Editor's Message: Do You Have an Entrepreneurial Spirit?
The attitudes of SBCA’s founders are still needed today
As SBCA’s 40th year draws to a close, it’s meaningful to reflect on the entrepreneurial spirit of the component manufacturers (CMs) who founded the organization.
While the component manufacturing industry expanded quickly from its roots in Florida from the late 1950s until the early 1980s, the rapid proliferation of personal computers and truss design software offered a meaningful opportunity to surpass the capabilities of traditional stick framing, from both a material efficiency and structural performance standpoint.
The successful CMs of the early 1980s seized this competitive advantage and grabbed market share as swiftly as their production capacity could manage. They also banded together through SBCA with like-minded companies and openly shared their manufacturing and design ideas, solutions to common challenges, and ideas for further innovation. Further, they leveraged their collective knowledge through the association to develop guidance and resources to help other CMs expand. The results of their efforts can’t be ignored.
Home Innovation Research Labs conducts an annual survey with over 1200 residential builders across the U.S. that asks, among many things, how they construct their buildings. According to respondents, roof trusses (the primary product of those early entrepreneurs) now have a 68 percent market share across the U.S. If you factor in roofs that are constructed with both trusses and rafters, that market share expands to over 75 percent.
Wall panel production was a popular topic of conversation at BCMC | FS 2023.
The attitude of the association’s early pioneers is instructive because the industry finds itself with a similar opportunity in front of it. Coming out of the extended recession that ended a decade ago, significant investments in software and production automation again offer an amazing opportunity for CMs to outstrip the capabilities of any other structural framing methodology, from both a material and labor standpoint.

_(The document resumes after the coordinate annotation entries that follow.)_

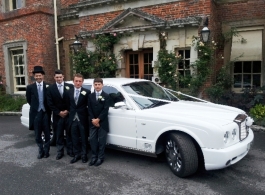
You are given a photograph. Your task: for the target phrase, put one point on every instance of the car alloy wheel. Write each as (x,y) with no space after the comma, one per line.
(181,154)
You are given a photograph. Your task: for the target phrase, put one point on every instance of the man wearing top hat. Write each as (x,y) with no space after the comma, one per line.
(39,113)
(56,98)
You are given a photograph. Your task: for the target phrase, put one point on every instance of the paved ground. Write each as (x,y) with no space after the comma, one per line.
(122,173)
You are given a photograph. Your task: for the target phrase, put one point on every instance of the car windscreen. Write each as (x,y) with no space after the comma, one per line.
(146,103)
(149,89)
(86,86)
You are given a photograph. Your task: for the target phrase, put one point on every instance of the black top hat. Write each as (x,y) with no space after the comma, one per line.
(38,69)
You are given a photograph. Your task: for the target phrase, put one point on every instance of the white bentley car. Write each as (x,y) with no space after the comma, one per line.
(148,119)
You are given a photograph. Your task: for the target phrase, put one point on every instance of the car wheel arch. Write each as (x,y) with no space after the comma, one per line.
(160,146)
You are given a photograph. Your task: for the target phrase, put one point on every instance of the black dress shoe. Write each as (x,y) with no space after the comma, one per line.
(40,155)
(84,159)
(46,155)
(99,162)
(92,162)
(71,154)
(59,156)
(75,159)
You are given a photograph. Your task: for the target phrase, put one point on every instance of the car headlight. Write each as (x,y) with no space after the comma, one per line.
(234,134)
(226,136)
(249,121)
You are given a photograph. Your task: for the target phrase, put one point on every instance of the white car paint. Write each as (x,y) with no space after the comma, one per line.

According to the same survey, floor trusses currently have a 15 percent market share, and wall panels have an 11 percent share. Seventy years from its inception, truss manufacturing is considered a mature industry, but the share percentages of its other products make it clear there remains a significant opportunity to grow. If our industry is going to take advantage of today’s competitive advantage, it’s going to take a similar entrepreneurial spirit.